Librarians at the Stake: Genderized Knowledge Work and...
Room: 4130 (or Zoom)
"Librarians at the Stake: Genderized Knowledge Work and the Modern Witch Hunt"
Presented by LIS PhD student Selena Gignac as part of the 2024/25 Mediations Lecture Series.
All are welcome.
Attend in-person: FNB 4110
Attend online: Zoom link
Abstract: In this talk, I explore the connections between historical public accusations of witchcraft and the current attacks on librarians in North America, examining how both act as public spectacles of control. Through the archetypes of Maiden, Mother, and Crone, I’m unpacking how public librarians embody forms of genderized power that have historically sparked fear and resistance in Western patriarchal societies. I sue the term genderized to describe how public librarianship has been socially constructed as feminized labour – regardless of individual gender identity. Interlocking systems of patriarchy, capitalism, white supremacy, and class stratification have all historically coded public knowledge roles (as opposed to academic knowledge roles) as feminine.
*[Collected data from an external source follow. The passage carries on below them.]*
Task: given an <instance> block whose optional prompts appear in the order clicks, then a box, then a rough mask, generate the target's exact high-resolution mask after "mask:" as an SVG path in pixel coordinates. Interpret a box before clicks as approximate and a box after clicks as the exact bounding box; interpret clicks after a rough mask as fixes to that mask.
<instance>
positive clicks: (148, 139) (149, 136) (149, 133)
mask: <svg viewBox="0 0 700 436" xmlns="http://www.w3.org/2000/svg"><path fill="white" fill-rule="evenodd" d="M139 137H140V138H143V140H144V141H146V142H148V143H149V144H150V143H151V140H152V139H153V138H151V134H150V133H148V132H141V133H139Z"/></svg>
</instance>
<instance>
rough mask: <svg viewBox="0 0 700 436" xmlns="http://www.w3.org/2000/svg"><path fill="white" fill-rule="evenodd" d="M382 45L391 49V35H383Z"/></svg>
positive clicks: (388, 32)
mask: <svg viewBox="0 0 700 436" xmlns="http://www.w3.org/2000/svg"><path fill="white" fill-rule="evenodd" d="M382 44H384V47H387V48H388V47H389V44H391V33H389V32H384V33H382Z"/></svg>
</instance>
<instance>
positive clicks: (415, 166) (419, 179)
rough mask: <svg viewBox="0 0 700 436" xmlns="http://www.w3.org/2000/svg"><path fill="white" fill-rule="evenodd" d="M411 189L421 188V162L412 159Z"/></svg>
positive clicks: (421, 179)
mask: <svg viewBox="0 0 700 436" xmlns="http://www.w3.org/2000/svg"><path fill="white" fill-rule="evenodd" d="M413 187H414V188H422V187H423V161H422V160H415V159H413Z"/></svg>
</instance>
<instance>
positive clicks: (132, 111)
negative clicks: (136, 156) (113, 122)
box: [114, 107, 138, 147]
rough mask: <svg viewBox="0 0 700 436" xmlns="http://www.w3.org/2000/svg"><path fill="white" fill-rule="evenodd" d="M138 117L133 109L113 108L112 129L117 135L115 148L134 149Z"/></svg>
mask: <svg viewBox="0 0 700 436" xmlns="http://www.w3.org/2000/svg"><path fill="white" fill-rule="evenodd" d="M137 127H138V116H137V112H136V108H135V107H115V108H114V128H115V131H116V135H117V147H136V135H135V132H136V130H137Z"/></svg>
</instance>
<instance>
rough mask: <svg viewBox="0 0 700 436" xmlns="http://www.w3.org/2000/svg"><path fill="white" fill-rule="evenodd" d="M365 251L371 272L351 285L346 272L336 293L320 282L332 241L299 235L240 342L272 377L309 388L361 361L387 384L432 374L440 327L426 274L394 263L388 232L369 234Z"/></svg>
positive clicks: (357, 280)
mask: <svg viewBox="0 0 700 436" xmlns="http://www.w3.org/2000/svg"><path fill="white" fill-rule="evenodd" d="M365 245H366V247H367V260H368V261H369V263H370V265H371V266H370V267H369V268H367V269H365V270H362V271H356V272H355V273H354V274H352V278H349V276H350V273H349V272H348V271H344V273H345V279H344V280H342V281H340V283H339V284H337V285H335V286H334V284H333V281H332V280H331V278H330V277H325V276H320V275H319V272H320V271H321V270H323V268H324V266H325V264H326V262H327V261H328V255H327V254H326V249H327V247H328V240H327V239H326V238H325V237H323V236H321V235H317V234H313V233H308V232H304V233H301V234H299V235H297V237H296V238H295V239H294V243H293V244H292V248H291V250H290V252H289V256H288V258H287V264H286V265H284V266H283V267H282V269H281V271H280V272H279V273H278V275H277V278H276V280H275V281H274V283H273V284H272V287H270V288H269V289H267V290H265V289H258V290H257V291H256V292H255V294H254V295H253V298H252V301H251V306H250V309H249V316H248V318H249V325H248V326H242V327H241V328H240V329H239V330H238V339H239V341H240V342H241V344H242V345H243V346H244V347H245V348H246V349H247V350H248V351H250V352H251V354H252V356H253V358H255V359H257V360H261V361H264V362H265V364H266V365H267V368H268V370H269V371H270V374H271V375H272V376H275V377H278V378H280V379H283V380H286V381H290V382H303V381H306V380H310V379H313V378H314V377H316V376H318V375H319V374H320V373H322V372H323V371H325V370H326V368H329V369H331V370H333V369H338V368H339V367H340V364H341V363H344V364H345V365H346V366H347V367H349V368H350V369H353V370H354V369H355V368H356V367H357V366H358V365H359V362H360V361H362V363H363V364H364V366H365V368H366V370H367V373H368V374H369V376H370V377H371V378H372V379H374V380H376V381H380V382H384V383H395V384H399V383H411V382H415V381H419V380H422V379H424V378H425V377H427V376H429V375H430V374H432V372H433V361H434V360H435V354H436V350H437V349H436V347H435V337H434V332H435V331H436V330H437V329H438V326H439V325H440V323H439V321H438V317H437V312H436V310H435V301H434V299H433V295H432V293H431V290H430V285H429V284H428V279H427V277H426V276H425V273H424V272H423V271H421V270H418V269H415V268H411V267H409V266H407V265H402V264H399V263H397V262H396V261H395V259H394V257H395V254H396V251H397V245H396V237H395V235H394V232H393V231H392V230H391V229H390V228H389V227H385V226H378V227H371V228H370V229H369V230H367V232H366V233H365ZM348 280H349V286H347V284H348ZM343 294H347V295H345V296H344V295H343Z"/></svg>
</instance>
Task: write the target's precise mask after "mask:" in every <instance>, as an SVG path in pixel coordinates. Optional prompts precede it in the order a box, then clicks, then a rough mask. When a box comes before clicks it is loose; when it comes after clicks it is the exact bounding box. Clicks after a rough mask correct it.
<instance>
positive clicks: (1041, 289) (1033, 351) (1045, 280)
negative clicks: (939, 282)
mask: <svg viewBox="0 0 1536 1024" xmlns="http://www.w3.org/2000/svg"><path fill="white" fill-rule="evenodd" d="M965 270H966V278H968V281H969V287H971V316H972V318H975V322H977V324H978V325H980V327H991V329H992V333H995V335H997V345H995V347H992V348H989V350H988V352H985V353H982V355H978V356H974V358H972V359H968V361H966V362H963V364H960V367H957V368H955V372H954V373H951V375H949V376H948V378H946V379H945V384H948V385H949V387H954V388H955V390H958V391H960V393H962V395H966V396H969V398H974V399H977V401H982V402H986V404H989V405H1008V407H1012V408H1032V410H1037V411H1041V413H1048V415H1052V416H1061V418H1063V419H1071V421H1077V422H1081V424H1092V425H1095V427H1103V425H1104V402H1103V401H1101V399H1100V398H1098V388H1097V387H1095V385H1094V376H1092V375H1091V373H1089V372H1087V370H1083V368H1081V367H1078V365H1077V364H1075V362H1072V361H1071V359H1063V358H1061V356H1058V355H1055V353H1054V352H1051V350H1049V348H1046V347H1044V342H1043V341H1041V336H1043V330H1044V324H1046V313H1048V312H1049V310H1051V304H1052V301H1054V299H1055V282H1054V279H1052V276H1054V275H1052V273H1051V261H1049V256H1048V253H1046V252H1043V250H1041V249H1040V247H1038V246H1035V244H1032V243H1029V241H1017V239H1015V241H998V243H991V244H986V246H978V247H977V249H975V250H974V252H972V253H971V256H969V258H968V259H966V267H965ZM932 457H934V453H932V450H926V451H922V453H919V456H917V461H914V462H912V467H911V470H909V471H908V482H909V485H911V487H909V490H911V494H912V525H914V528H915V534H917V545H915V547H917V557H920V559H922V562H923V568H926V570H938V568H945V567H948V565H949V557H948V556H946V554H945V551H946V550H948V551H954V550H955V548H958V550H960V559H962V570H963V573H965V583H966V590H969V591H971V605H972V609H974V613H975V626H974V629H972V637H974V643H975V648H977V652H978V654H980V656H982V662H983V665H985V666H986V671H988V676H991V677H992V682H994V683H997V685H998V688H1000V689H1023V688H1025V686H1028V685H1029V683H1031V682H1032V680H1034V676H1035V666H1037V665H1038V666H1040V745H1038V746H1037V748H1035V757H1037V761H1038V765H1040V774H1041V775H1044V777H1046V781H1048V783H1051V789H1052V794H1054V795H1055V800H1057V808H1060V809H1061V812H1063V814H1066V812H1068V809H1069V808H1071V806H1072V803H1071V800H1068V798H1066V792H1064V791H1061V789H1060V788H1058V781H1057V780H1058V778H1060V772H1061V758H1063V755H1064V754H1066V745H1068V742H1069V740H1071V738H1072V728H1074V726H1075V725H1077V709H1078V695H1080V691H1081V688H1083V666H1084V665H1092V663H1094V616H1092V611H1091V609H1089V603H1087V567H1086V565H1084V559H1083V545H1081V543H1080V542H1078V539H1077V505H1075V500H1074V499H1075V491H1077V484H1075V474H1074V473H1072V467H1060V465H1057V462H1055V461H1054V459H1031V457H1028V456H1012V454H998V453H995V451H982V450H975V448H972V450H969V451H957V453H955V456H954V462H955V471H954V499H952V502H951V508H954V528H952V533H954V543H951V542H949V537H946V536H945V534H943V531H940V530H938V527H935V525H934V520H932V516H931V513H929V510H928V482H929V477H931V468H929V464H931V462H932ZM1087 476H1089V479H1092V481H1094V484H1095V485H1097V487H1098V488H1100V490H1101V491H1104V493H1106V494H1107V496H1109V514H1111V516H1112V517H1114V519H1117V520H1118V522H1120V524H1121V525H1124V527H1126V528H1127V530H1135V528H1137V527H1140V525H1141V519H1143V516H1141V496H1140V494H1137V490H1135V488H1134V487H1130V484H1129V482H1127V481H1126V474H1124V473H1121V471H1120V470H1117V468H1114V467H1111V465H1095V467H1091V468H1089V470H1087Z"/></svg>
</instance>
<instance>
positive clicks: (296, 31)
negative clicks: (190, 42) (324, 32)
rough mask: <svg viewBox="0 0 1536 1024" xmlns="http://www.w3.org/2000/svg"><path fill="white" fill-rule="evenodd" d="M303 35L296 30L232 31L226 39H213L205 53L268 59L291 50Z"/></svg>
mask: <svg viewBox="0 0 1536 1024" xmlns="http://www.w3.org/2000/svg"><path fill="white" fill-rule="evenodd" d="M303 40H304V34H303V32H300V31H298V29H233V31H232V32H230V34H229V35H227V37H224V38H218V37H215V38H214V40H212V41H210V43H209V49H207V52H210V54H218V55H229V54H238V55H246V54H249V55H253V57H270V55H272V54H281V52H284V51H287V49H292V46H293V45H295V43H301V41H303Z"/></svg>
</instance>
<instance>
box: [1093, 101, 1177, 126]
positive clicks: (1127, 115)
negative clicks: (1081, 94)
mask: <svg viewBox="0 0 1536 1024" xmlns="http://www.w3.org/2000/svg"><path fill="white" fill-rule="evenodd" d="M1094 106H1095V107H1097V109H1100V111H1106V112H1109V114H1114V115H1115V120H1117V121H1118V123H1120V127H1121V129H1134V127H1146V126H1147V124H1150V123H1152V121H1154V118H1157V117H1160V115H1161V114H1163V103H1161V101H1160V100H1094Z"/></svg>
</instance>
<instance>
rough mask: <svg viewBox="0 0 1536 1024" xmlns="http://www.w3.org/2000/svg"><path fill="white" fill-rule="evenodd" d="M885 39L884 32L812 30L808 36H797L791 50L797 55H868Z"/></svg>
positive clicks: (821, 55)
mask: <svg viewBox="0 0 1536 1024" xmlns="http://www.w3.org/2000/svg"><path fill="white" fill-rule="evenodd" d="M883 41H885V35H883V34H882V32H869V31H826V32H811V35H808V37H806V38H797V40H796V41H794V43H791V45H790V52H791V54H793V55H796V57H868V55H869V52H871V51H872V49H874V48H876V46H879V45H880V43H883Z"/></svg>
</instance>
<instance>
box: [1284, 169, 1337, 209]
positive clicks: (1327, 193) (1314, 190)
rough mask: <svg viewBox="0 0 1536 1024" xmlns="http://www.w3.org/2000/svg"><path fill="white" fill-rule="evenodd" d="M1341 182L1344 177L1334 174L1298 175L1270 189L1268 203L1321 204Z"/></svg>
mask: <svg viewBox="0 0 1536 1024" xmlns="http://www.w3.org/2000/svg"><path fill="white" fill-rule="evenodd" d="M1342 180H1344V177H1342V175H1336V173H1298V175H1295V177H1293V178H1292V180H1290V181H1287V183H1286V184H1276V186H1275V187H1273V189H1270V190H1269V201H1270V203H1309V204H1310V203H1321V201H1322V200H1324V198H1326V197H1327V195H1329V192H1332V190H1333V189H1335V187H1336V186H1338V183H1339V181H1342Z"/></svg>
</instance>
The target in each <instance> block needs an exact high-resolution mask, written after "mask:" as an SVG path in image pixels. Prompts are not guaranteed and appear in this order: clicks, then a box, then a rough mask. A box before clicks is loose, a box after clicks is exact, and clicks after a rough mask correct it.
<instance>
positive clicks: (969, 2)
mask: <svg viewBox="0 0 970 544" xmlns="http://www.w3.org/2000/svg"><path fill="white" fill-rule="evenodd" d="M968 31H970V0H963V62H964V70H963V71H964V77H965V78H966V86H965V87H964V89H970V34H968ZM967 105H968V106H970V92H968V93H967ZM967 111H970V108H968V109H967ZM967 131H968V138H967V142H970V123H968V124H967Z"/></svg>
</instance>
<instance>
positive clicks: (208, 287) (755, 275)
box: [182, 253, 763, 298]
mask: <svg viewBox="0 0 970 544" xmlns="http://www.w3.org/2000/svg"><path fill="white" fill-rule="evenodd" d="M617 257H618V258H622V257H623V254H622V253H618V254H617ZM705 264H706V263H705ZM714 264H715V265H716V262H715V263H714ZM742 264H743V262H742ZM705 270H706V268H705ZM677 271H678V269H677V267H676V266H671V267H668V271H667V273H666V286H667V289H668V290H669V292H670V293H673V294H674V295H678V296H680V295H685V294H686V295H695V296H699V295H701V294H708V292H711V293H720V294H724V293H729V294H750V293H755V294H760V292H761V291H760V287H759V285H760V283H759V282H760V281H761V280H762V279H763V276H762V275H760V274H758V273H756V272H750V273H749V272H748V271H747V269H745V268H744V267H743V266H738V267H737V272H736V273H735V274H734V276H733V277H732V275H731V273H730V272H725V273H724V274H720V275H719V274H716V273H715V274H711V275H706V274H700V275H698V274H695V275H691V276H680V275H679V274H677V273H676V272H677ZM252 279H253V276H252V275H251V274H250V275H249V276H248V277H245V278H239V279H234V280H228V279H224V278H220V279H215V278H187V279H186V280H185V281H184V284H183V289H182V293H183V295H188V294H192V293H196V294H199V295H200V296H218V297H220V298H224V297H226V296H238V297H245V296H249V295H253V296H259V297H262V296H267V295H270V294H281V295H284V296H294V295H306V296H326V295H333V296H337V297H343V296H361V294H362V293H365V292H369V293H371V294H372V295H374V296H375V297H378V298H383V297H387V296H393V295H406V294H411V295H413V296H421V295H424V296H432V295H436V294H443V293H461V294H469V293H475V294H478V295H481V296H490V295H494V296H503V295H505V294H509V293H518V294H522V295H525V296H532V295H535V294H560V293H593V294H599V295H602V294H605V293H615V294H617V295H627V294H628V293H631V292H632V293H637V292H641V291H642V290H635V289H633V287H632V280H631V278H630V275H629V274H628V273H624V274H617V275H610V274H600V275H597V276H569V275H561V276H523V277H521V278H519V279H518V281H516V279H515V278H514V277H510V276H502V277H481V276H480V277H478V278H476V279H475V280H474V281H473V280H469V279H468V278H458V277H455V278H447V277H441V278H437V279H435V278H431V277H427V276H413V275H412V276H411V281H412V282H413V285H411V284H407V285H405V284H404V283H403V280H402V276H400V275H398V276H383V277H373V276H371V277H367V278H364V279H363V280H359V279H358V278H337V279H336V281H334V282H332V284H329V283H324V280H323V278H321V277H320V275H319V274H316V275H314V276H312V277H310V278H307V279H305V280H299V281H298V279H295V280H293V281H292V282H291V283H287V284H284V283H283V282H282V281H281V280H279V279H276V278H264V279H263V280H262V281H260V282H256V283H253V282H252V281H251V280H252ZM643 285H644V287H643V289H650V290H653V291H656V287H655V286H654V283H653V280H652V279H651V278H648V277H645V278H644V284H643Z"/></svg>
Society says we can have servitude like the Maiden, but with compliance, not agency. We may nurture as the Mother, but never be protective in ways that challenge power. And we may be wise as the Crone, but reflective, not resistive. When librarians step outside of these narrow roles, we become seen as dangerous. Though libraries themselves have long been sites of contestation, what we’re seeing now is an alarming shift where the institution is no longer the target of protest, but the people who work within it. As fascist politics grow bolder, the public librarian is increasingly viewed as a threat to cultural control. Public spectacles such as book challenges, protests, and boardroom takeovers all act as contemporary witch burnings, intentionally designed to enforce knowledge work to serve systems of power. These are not isolated incidents. They’re part of a broader political project that weaponizes moral panic and uses spectacle to silence dissent. Understanding how Western librarianship is shaped by, and punished for defying, these three symbolic identities, is essential if we’re to navigate what comes next. “Good trouble” arises when librarians start to define these roles for ourselves and decide whether we will simply survive the fire at the stake or refuse to burn at all.